This repository contains the backend prototype for a chess move recommender browser extension that aggregates data about next possible moves given a list of previously played moves.
gameparser.py parses a pgn file and imports the data into a SQLite file. gameaggregator.py takes a SQLite file and queries it for different statistics. Currently, it can show the most popular moves and the highest win rate moves.
Step 1: Find a pgn file online from a game database. I used FICS Games Database.
Step 2: Create a sqlite file with a table named 'Games' and the rows 'Result', 'BlackElo', 'WhiteElo', 'TimeControl', 'Moves'. Create statement:
CREATE TABLE `Games` ( `Result` TEXT NOT NULL, `BlackElo` INTEGER NOT NULL, `WhiteElo` INTEGER NOT NULL, `TimeControl` TEXT NOT NULL, `Moves` TEXT NOT NULL )
Step 3: Run gameparser.py to populate the SQLite database.
Step 4: Run gameaggregator.py to get statistics.
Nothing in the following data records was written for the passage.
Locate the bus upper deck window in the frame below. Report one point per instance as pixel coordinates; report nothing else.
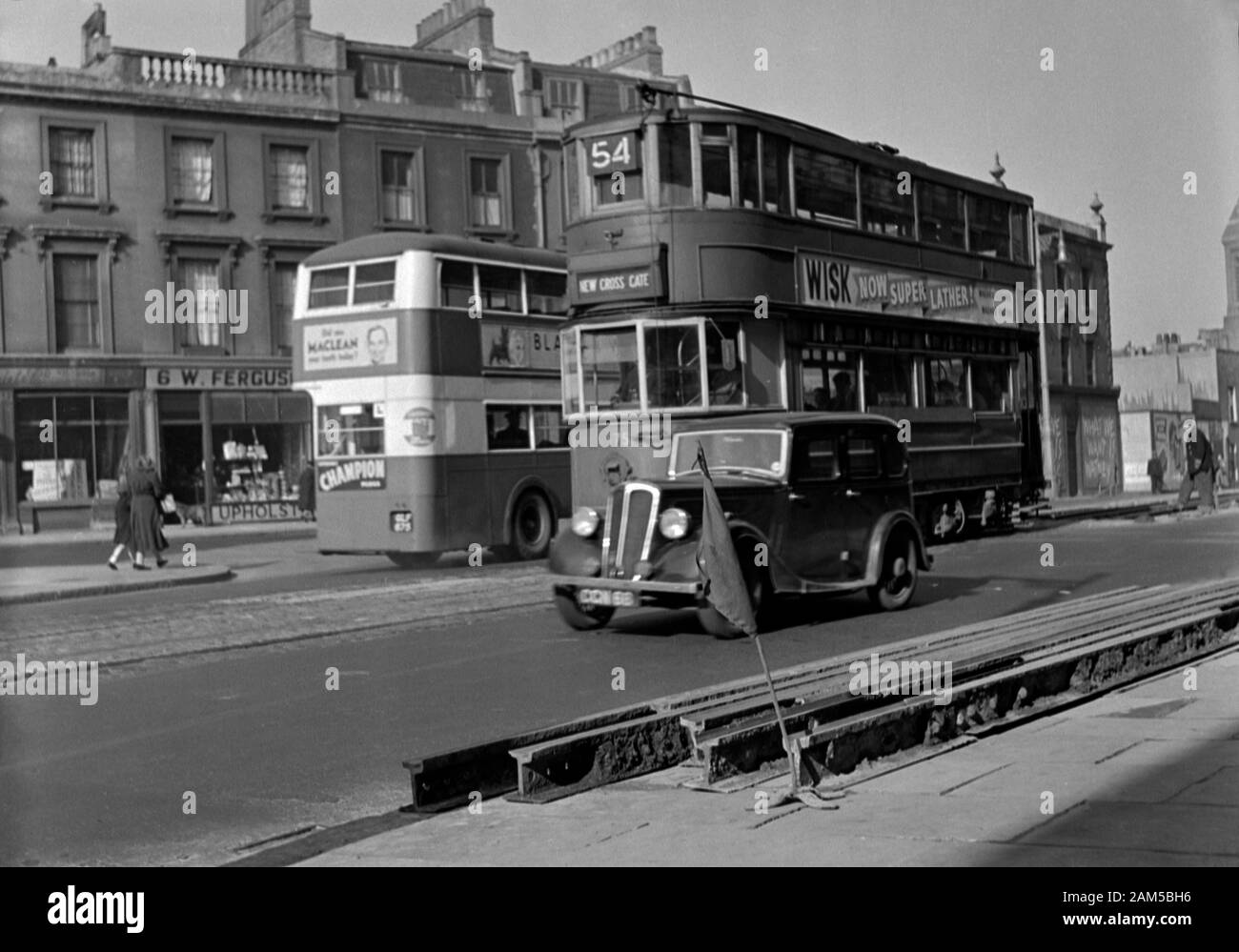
(329, 288)
(375, 283)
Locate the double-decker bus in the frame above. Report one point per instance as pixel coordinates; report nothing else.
(722, 260)
(434, 371)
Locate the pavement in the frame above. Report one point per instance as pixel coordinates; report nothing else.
(1144, 776)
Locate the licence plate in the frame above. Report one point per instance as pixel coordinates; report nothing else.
(614, 598)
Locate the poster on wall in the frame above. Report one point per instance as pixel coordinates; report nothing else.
(351, 345)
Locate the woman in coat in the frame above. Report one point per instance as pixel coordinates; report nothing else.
(123, 538)
(147, 519)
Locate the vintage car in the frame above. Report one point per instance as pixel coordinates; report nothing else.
(817, 503)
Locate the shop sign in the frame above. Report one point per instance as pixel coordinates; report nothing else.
(218, 378)
(267, 511)
(367, 474)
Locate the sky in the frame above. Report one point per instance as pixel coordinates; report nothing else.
(1141, 93)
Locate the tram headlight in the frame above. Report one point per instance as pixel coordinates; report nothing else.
(585, 522)
(674, 523)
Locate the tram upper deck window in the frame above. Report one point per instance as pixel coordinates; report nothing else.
(883, 209)
(989, 227)
(608, 367)
(942, 213)
(825, 186)
(673, 366)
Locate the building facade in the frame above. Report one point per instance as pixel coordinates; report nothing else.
(1086, 437)
(153, 209)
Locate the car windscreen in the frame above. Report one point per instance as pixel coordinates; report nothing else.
(730, 450)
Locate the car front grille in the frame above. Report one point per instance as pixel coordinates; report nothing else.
(632, 512)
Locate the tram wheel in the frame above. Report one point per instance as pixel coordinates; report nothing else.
(532, 526)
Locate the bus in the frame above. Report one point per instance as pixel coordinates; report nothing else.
(722, 260)
(433, 367)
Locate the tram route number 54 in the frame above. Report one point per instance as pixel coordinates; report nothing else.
(614, 153)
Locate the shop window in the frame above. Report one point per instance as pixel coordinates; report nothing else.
(942, 213)
(884, 210)
(673, 366)
(825, 186)
(608, 366)
(887, 379)
(676, 165)
(944, 382)
(991, 386)
(70, 446)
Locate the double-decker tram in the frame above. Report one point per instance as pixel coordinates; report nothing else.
(434, 371)
(722, 260)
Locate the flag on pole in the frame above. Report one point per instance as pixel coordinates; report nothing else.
(725, 585)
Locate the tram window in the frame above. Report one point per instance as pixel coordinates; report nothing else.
(825, 186)
(455, 284)
(750, 166)
(673, 366)
(991, 387)
(883, 209)
(500, 288)
(887, 379)
(608, 367)
(507, 427)
(676, 165)
(942, 213)
(329, 288)
(546, 292)
(944, 382)
(722, 365)
(776, 193)
(550, 432)
(350, 431)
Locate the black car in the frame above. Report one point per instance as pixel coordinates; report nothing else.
(817, 502)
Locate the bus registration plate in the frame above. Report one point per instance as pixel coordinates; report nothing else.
(615, 598)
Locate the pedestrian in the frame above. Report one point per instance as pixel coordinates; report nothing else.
(147, 518)
(123, 538)
(1200, 471)
(306, 491)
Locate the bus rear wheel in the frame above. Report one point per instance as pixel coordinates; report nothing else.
(532, 526)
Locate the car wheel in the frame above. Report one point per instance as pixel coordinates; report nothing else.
(897, 581)
(757, 579)
(586, 618)
(532, 526)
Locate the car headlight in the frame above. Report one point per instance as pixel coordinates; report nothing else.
(674, 523)
(585, 522)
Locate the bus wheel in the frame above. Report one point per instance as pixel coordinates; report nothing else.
(582, 618)
(532, 526)
(897, 583)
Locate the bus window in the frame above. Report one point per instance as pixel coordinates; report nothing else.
(546, 292)
(375, 283)
(608, 365)
(944, 382)
(991, 386)
(455, 284)
(887, 379)
(329, 288)
(507, 427)
(549, 429)
(722, 365)
(673, 366)
(350, 431)
(500, 288)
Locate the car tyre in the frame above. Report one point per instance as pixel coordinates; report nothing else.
(590, 618)
(897, 583)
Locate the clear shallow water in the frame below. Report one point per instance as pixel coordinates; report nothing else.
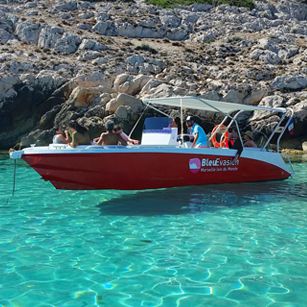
(223, 245)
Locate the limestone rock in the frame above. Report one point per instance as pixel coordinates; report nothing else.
(49, 35)
(290, 82)
(90, 44)
(67, 44)
(124, 100)
(130, 85)
(28, 32)
(83, 97)
(122, 112)
(66, 6)
(5, 36)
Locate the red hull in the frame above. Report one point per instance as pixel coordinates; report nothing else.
(134, 171)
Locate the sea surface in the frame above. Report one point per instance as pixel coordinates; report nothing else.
(227, 245)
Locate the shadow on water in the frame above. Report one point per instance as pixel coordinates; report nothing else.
(202, 198)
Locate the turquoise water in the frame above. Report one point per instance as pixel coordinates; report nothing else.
(201, 246)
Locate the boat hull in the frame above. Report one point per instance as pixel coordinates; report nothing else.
(133, 170)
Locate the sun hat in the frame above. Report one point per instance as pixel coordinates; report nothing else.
(249, 134)
(109, 125)
(189, 118)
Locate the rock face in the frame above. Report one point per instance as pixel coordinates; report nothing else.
(94, 60)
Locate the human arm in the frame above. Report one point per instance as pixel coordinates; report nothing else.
(195, 139)
(127, 139)
(74, 140)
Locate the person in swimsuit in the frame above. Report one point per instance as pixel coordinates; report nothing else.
(77, 135)
(109, 137)
(200, 137)
(123, 136)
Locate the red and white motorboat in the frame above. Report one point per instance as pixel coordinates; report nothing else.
(160, 161)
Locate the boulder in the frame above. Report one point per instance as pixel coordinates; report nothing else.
(38, 137)
(7, 82)
(105, 28)
(96, 110)
(48, 36)
(89, 55)
(91, 44)
(124, 100)
(94, 125)
(290, 82)
(130, 85)
(94, 79)
(66, 6)
(83, 97)
(5, 36)
(28, 32)
(67, 44)
(266, 56)
(255, 96)
(122, 112)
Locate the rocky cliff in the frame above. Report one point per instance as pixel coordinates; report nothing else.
(92, 60)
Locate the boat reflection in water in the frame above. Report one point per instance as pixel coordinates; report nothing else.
(201, 198)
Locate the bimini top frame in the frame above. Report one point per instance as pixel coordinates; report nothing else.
(199, 103)
(226, 108)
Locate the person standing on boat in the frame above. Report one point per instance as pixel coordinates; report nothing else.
(77, 134)
(110, 137)
(200, 137)
(122, 135)
(249, 139)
*Note: gameaggrator.py will ask for a move input, enter moves as comma seperated values.
Here's what you can expect:
$ python gameaggregator.py games.sqlite
Enter moves: e4, e5, Nf3
popularMoves took 29.160880s to execute.
('Nc6', 830161) ('d6', 321124) ('Nf6', 133265) ('Bc5', 34465) ('d5', 32538) ('f5', 25298) ('Qf6', 19188) ('f6', 6870) ('Bd6', 6828) ('Qe7', 4619) ('', 2768) ('c6', 2311) ('b6', 989) ('c5', 682) ('g6', 656) ('h6', 622) ('a6', 566) ('Bb4', 383) ('Be7', 301) ('Ne7', 168)
winningMoves took 31.386538s to execute.
('f5', 0.5327) ('d5', 0.4941) ('Nf6', 0.4929) ('Nc6', 0.4737) ('', 0.4669) ('Qe7', 0.4394) ('d6', 0.4362) ('Qf6', 0.4352) ('Bc5', 0.4266) ('Bd6', 0.414) ('c6', 0.3992) ('c5', 0.3717) ('b5', 0.371) ('Be7', 0.3405) ('b6', 0.3367) ('g6', 0.3361) ('h6', 0.3352) ('a6', 0.3339) ('f6', 0.2779) ('a5', 0.2761)
Output can be read as: popularMoves: (move, frequency of move) winningMoves: (move, winrate)
Currently, I am working on a Chrome extension take observes DOM changes on a chess website to get the moves and pass it to my backend, which will be this prototype as a Flask/Django app. The extension will render the data on the side of the page and provide real-time data visualization for next possible moves.
Some other challenges include back-end performance. I have timed function calls set up on gameaggregator.py and so far I am getting:
On 955k rows: ~4s/query with the move input "" ~1s/query with the move input "e4, e5"
On 12.4m rows: ~120s/query with the move input "" ~40s/query with the move input "e4, e5"
As you can tell, these response times are sub-optimal. I am currently investigating some different solutions such as indexing and other SQL optimizations; however, NoSQL (MongoDB) or GraphDBs (Neo4j) may be the way to go.
My friend Austin for playing chess with me and inspiring me to start this project along with encouraging me to try out Python.
Renatopp's PGNParser, which I am using to help parse PGN files. The parser is written in Python 2.7, so I updated it (in my repo as pgn.py) to work for 3.6.